Ragas such as Khamaaj, Pilu, Asawari, Bilawal, Kalyan, Kafi, Pahadi and many others were used in making excellent classical and semi-classical songs. Many styles and variations from Hindustani and Carnatic treasures made these creations popular among people. A lot of Khayyam’s songs fall in the same class. Pahadi was his favourite raga. He used the ghazal style masterfully. Khayyam and Madan Mohan, another stalwart of the film music industry, gave ghazals to Indian films which can be cited as masterpieces.
Khayyam’s work from the 1970s and early ’80s established his reputation. Songs from films like Khandaan (1965), Noorie (1979), Trishul (1978), Thodi Si Bewafai (1980), Bazaar (1982) and Raziya Sultan (1983) became huge hits and remain unforgettable.
Khayyam gave memorable musical scores in Kabhie Kabhie (1976) and Umrao Jaan (1981) for which he will be remembered as an all-time great. The lyrics written by Sahir Ludhianvi for Kabhie Kabhie and by Shahryaar for Umrao Jaan can be counted among the most commendable, poetic works in the history of Indian cinema.
“Is Anjuman Mein Aap Ko Aana Hai Baar Baar, Deewaar-o-Dar Ko Ghaur Se Pehechaan Leejiye, Dil Cheez Kya Hai.” When audiences saw the beautiful Rekha dressed in attractive traditional attire sing these lines, it became difficult for them to separate poetry, literature and music from each other. At such times one is unable to fathom whether it was the poet who brought the best out of a song or the composer who brought it to life. Khayyam had a poet deep within him who understood and felt poetry to the depth of his soul. He used to literally “live” the lyrics used by him for his songs and scored music only after understanding how and where it will be used and who will enliven them on the screen. The lyrics always stood out in his work.

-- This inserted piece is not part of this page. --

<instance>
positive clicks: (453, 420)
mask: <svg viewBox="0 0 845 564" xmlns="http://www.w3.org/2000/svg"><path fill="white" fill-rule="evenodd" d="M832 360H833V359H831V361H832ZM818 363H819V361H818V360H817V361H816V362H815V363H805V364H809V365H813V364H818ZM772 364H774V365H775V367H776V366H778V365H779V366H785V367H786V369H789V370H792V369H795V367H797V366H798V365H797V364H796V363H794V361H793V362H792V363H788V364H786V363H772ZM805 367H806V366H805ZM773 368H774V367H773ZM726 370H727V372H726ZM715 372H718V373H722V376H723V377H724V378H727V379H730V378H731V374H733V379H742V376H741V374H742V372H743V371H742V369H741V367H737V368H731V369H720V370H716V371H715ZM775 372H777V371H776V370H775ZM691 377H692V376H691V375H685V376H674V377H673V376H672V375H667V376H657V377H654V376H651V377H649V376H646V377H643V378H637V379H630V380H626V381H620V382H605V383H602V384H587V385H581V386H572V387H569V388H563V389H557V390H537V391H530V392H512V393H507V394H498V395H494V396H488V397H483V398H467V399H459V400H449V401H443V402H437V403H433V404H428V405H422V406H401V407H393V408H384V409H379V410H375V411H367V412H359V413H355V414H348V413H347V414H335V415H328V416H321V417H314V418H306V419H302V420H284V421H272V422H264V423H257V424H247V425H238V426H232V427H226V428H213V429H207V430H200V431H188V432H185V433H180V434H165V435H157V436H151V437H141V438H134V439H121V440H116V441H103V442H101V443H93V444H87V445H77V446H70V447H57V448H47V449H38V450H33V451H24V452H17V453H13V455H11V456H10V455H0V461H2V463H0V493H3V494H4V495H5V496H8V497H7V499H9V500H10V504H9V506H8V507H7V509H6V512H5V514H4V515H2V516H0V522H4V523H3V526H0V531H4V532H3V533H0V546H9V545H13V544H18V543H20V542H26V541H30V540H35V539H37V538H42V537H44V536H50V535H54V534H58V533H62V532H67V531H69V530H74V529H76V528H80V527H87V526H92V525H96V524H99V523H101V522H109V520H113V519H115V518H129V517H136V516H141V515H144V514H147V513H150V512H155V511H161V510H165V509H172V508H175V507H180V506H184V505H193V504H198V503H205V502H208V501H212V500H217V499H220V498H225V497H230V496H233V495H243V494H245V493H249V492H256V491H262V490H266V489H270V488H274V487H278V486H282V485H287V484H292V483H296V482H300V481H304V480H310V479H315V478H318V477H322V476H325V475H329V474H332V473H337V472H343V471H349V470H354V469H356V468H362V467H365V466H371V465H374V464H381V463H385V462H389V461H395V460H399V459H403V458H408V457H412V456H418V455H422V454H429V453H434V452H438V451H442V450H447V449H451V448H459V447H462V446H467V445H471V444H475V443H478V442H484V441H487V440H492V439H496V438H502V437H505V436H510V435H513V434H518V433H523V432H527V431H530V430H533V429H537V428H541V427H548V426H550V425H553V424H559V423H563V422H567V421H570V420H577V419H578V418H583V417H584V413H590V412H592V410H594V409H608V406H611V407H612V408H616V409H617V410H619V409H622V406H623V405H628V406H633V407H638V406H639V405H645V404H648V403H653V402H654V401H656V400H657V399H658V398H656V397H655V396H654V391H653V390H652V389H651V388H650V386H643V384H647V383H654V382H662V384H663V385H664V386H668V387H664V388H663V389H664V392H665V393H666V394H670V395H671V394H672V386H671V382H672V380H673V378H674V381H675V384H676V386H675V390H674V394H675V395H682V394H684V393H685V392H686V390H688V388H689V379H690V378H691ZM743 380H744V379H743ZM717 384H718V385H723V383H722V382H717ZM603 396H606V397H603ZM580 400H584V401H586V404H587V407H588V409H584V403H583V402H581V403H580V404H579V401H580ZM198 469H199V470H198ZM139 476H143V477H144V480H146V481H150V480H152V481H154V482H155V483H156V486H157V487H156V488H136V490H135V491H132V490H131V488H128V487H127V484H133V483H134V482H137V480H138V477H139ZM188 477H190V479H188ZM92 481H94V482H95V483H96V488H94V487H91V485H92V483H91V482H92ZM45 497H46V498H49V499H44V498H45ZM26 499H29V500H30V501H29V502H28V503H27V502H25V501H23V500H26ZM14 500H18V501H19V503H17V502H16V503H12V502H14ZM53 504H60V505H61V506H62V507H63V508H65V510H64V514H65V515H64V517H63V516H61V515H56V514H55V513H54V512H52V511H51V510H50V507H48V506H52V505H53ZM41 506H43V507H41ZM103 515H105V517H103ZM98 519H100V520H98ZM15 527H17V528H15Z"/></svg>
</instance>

Khayyam and Jagjit Kaur’s marriage in 1954 was one of the first inter-communal marriages in the Indian film industry. Kaur herself is a very accomplished and melodious singer with a unique voice. Her voice and Khayyam’s music created magic in whichever song they produced together. A song from the film Shagun (1964), “Tum Apna Ranj-o-Gham Apni Pareshani Mujhe De Do”, is an all time favourite among lovers of film music.
Khayyam won three Filmfare Awards: for best music Kabhie Kabhie in 1977, for Umrao Jaan in 1982, and a lifetime achievement award in 2010. He got the Sangeet Natak Akademi Award in 2007. He was awarded India’s third highest civilian honour, the Padma Bhushan, in 2011.
In 2016, Khayyam and his wife created a charitable trust and donated their entire wealth and savings to promote and support emerging artists and technicians. Khayyam will live on and will be remembered with great admiration and respect for his valuable contribution to music and to humanity.